It hurts!
My face ached. It felt crushed under my heavy spirit. War, death, illness, and more death crammed the margins of my prayer journal. People I cared about, people I loved were suffering. Scattered out of my reach across the globe, the only way I could serve them was through prayer. Praying without ceasing, empathizing with their pain, and wrestling with God to somehow lift them out had left me buried under their burdens. I wept.
I unloaded all my burdens in a Facebook post. Notifications started rolling in. At this point, I still felt the weight, but I also felt thankful that others were praying with me for those I loved and for my spirit to be lifted.
Then I heard His Spirit prompting me to make a trade.
“To console those who mourn in Zion, To give them beauty for ashes,
The oil of joy for mourning, The garment of praise for the spirit of heaviness.” Isaiah 61:3
I looked up Isaiah 61 and meditated there as a notification from Messenger came up on my phone; a sweet sister had sent me this same verse.
God calls us to bear one another’s burdens (Galatians 6:2). And many bore mine that day. Many commented they, too, felt spiritual oppression. I began praying for them also. The Prince of the Power of the Air was busy. Our battles were fierce. “For we do not wrestle against flesh and blood, but against principalities, against powers, against the rulers of the darkness of this age, against spiritual hosts of wickedness in the heavenly places.” (Ephesians 6:12)
Was I wrestling satan? God? Both? Was I wresting with God against the devil, or had I taken God on like Jacob refusing to let go until God blessed me? I think I did the latter, and that’s why I ached.
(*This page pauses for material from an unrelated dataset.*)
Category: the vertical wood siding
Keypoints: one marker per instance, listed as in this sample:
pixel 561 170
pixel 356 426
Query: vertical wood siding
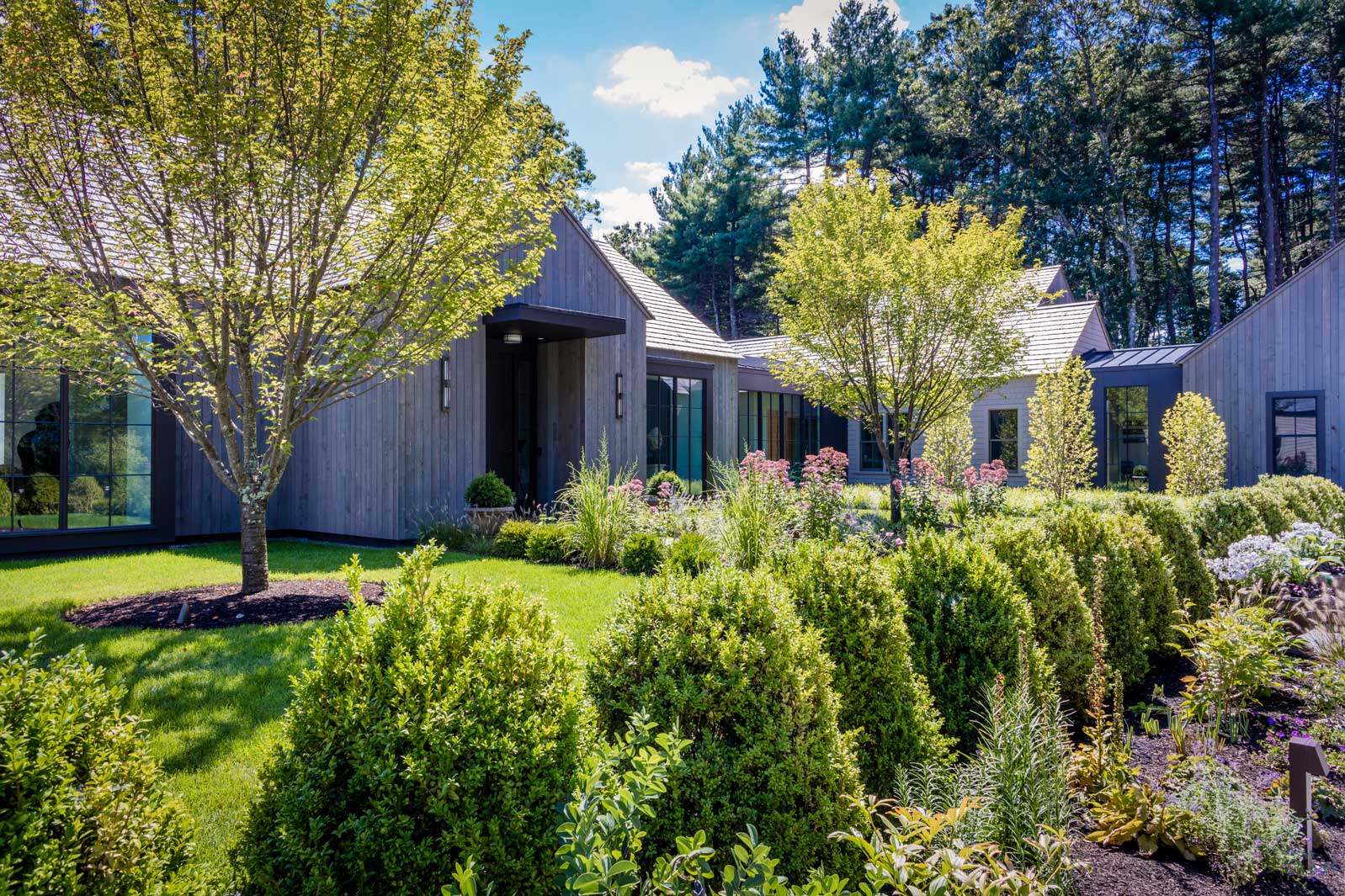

My heart and stomach craved comfort. I bought a loaf of fresh French bread to find relief. I gobbled down two thick slices slathered with butter so thick I left teeth marks in it. Yes, I sought the comfort of comfort food. It tasted marvelous. Was it God’s provision for my needs? I needed to taste and see the Lord was good in this time when He seemed so absent. Was it idolatry? Maybe. A day or two later, I confessed it as such.
Wrestling with God and demanding a blessing He’s already promised has consequences. Yes, Jacob prevailed, but he limped for the rest of his life. Maybe God wanted Him to slow down and remember His promises.
The physical pain I felt slowed me down that day. I was demanding God to fulfill His promises now. I wanted miracles! The only time such imploring succeeds is when we’re working on God’s timetable, like when Danial prayed for God to restore Israel after seventy years in exile. Daniel read Jeremiah’s prophecy and asked God to keep His promise. We can and should pray according to God’s Word, but if He hasn’t established the timing, we pray presumptuously to demand Him to do anything“now.”
As El Olim (the Everlasting God), He has all of time to complete His work and keep His word. As Adonai, He alone is Lord. Who am I to dictate to the great I AM when He should do anything? No wonder I hurt. By wrestling the All-Mighty for miraculous responses, I wore myself out. I took a nap, wondering why these trials felt so heavy when these bad things were not happening to my kids or me.
As I lay exhausted in bed, my face still throbbing, I thought of Jesus calling out to those who would follow Him, “Come to Me, all you who labor and are heavy laden, and I will give you rest. Take My yoke upon you and learn from Me, for I am gentle and lowly in heart, and you will find rest for your souls. For My yoke is easy and My burden is light.” (Matthew 11:28-30). So, why did it feel so hard?
Jesus doesn’t want us buried and paralyzed with pain. He wants to bear the weight (the heavy side of that training yoke in Matthew 11); the responsibility to save, heal, and bring peace is His, not ours. I begged for miracles when I needed to pace myself with prayer and waiting—trusting His will, not demanding mine—trusting Him as their Savior instead of trying to fill shoes far too big for me.
I confessed my entitlement attitude—my desire for miracles more than God’s will.
I laid down in bed that night as I had many before, praying for those going through fiery trials, but I no longer wrestled to twist God’s arm for my desired results. I felt peace, not pain. My spirit of heaviness lifted as He covered me and tucked me in with His garment of praise to trust Him with the outcomes.